決して帰り道では読まないでください―――
突然の台風に襲われた街に住む2人の女子高生は、
毎日、部活帰りに謎の怪異に襲われるようになってしまう。
しかも何故か狙われるのは先輩の方ばかり。
しかし、毎回、無事に生還する先輩。
まるで何かに取り憑かれているかのように――。

Amazonより抜粋

概要

本作は小学館のWebコミック連載サイト『裏サンデー』及び漫画アプリ『マンガワン』にて2018年に連載されました。
作者である田口翔太郎氏のデビュー作でもあります。

下校中に現れる様々な怪異

本作は同じ部活に所属しているとされる2人の女子高生、「先輩」と「鬼龍院」が帰宅する様子を描いています。
ある台風をきっかけにして、先輩の周囲で異常な事が起こる様になった様で、その為別の理由を付けて、後輩である鬼龍院と一緒に下校する事にした様です。この鬼龍院は自分で2mあると言う程高身長で、先輩が少し小柄という事もあって、その身長差が最初に目を惹きます。

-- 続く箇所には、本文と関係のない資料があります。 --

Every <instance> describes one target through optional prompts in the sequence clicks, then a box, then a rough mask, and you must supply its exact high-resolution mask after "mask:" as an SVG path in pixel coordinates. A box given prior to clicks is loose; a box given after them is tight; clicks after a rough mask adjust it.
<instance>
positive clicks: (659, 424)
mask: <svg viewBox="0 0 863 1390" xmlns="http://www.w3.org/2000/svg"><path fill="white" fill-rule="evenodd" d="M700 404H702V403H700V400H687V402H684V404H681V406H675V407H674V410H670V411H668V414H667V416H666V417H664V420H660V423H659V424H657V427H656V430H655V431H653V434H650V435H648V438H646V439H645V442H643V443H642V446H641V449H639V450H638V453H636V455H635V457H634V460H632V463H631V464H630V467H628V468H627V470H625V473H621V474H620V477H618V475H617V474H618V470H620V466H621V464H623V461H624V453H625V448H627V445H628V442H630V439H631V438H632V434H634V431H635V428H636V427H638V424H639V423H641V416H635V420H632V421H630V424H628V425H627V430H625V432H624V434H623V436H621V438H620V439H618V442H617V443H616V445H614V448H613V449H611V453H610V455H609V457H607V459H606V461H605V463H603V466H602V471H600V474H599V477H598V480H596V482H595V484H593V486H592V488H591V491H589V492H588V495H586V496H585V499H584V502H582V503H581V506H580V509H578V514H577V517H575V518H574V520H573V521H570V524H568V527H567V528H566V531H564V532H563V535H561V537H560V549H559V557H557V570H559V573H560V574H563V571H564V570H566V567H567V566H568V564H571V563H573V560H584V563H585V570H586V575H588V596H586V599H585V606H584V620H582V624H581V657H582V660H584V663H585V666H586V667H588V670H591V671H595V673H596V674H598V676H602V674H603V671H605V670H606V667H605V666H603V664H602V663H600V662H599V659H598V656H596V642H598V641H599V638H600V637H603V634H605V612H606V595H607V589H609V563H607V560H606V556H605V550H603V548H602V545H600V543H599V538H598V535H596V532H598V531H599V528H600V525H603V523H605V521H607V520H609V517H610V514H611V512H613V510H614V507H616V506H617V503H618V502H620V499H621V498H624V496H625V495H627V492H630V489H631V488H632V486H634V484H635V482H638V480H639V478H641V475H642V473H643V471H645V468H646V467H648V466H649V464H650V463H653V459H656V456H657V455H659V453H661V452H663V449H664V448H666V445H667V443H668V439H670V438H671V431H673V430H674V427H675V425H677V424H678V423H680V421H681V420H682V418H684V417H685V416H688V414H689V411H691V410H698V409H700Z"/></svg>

またやや臆病な面も見える先輩に対し、楽観的で物事を力まかせに解決したりする面が一緒に帰る理由かも知れません。
しかしそんな凸凹コンビが下校中に毎回怪異な存在に遭遇するというのが基本的な流れとなっています。
ある時は絶叫上げて接近してくる人影らしき物、またある時は大声上げて呼び止めようとする子供の様な姿をした存在、またある時は勝手に増える東屋の落書きなどなど、下校中の帰り道という日常的な場面が、怪異によって蝕まれて行きます。そしてその度に先輩は拉致られそうになったり気絶したり全身文字を刻まれたりと散々な目に見舞われますが、次の回にはほぼ元通りになっていたりします。タイトル通り先輩は不死身なのでしょうか。その為個々のエピソードはホラー的ながらも全体的にはギャグ漫画的なノリで進んでいる印象を受けます。
その後も先輩は怪異から集中的に狙われるも次に回にはすぐさま戻っていたり、現れた怪異を鬼龍院が顔面へのワンパンで倒したりといくらか恐怖感はありながらも明るいノリで進行します。

急転

しかし中盤を過ぎた頃、ストーリーは一転してややシリアス味を帯びてきます。台風の後から先輩を襲うようになった怪異たちの正体が明らかになります。作中でも臆病と言われている先輩は怪異の正体と向き合う事が出来るかどうかがポイントと言えそうです。
ただその後終盤、作中に於ける現実と非現実が目まぐるしく転換したりします。
この辺りは非常にドタバタしている印象を受けますし、デジャヴどころか使い回しの様にも見えてしまうコマ割りなどから、コメディチックに感じられます。
ただその直後である本編のラストと思われる場面は理解出来ませんでした。

まとめ

次々訪れる怪異、怪異に襲われても次回には戻っている先輩、先輩と鬼龍院の会話などが組み合わさってサクサク読める作品となっています。
先述した通りギャグ漫画的なノリは感じますが、怪異の造形は普通にホラーとなっています。個人的には1話とエピローグ冒頭に現れた怪異がインパクトを感じました。
そういった事を考えると、ホラーとコメディ双方の要素を兼ね備えた作品と言えるでしょう。